Tras las numerosas reacciones que generó su presencia en un evento organizado por la Iglesia Católica, la artista de Letur ha querido abrir su corazón y explicar las razones que la llevaron a aceptar la invitación para interpretar su canción ‘Y Busqué’ ante una de las personas más influyentes del planeta.

El recuerdo de su padre marcó el momento más especial

En una publicación que ha despertado miles de reacciones, Rozalén reconoce que aquella actuación fue especialmente importante por la figura de su padre.

“Gracias a quienes habéis entendido lo simbólico y lo reparador que ha sido para mí y para mi familia que alguien como yo cante frente al Papa”, comienza escribiendo la cantante.

La albaceteña recuerda que es hija de un sacerdote secularizado que abandonó el ministerio tras enamorarse de quien sería su madre. Un hombre al que describe como profundamente comprometido con las personas, con la justicia social y con los valores más humanos de la Iglesia.

Según relata, su padre dirigía actividades culturales, organizaba iniciativas deportivas y sociales en los pueblos de la Sierra del Segura y defendía los derechos laborales de los trabajadores agrícolas, además de acompañar espiritualmente a quienes lo necesitaban.

“Un hombre de Paz y mediador. A mi padre le dolía el mundo. Murió con su vocación intacta”, señala Rozalén en uno de los fragmentos más emotivos de su mensaje.

La Iglesia que conoció Rozalén en Albacete

La cantante también reivindica el papel que desempeñó la parroquia de su infancia en su formación personal y artística.

“La Iglesia de mi barrio fue la que me puso a cantar, a actuar, a meterme en voluntariados, a tener conciencia social, a ser inclusiva”, explica.

Rozalén asegura que fue en ese entorno donde aprendió valores como la solidaridad, el asociacionismo y la importancia de la comunidad, experiencias que considera fundamentales para entender quién es hoy tanto dentro como fuera de los escenarios.

Una defensa de los matices

Lejos de ofrecer una visión idealizada de la institución eclesiástica, la artista deja claro que mantiene importantes discrepancias con algunas posiciones de la Iglesia.

En su reflexión menciona expresamente que considera “indefendibles” los casos de pederastia conocidos y afirma no compartir determinadas posturas relacionadas con el papel de la mujer, los derechos del colectivo LGTBI, el aborto o la muerte digna.

Sin embargo, también reconoce sentirse identificada con otros planteamientos como el antibelicismo, la preocupación por el impacto de la inteligencia artificial o la empatía hacia las personas migrantes.

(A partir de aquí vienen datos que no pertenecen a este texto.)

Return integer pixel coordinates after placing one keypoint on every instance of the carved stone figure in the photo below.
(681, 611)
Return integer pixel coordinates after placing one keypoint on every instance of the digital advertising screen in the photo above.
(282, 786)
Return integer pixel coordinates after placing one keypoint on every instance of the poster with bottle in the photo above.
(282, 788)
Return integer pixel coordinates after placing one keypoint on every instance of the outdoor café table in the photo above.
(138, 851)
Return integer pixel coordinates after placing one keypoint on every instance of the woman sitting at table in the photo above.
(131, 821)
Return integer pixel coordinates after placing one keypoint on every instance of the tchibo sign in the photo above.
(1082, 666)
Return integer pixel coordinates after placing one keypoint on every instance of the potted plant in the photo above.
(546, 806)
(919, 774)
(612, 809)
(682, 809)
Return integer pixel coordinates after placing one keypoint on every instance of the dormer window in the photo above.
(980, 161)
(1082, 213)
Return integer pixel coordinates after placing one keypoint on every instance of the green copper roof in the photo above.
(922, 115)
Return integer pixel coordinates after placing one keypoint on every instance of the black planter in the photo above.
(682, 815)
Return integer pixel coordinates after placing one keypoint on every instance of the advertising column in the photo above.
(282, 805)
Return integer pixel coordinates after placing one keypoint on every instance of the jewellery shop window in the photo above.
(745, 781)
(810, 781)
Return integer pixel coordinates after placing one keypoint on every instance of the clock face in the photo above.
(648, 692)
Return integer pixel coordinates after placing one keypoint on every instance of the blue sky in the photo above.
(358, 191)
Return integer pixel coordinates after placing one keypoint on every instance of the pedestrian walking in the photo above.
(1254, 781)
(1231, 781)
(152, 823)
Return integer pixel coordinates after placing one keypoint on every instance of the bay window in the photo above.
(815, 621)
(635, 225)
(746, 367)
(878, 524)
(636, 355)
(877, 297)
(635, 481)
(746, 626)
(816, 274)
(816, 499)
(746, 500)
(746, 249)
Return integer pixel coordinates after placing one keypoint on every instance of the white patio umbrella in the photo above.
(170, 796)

“Ha sido una forma de honrar a mi padre”

Rozalén explica que cuando varios sacerdotes de Madrid le propusieron participar en el evento para “tejer redes con la cultura”, pensó inmediatamente en todas las personas comprometidas que ha conocido a lo largo de su vida, tanto en la Iglesia como en los proyectos de cooperación internacional en los que colabora desde hace años en África y Latinoamérica.

Pero, sobre todo, pensó en su familia.

“Pensé en el privilegio de cantar mi mensaje ante una de las personas más influyentes del planeta. Pensé en mi familia… Y por supuesto pensé en mi Padre”, escribe.

La cantante reconoce que subirse a aquel escenario fue también una manera de rendir homenaje a un hombre que sufrió momentos difíciles tras abandonar el sacerdocio y formar una familia.

“Ha sido como honrarle por los años que sé que fueron duros para él”, añade.

Una reflexión que ha abierto el debate

La publicación concluye con una reflexión sobre la necesidad de evitar las generalizaciones y profundizar en las realidades complejas que existen detrás de muchas historias.

“Solemos quedarnos con la parte superficial de las cosas, pero tantas veces, rascando un poquito, logramos comprendernos”, señala la artista.

Un mensaje que llega después de varios días de intenso debate en redes sociales sobre su presencia y que ha servido para mostrar una de las facetas más personales y desconocidas de la cantante albaceteña, quien ha convertido aquella actuación ante el Papa en un homenaje a su padre, a su familia y a todas las personas que, según sus palabras, “se dejan la piel y se la juegan por los demás”.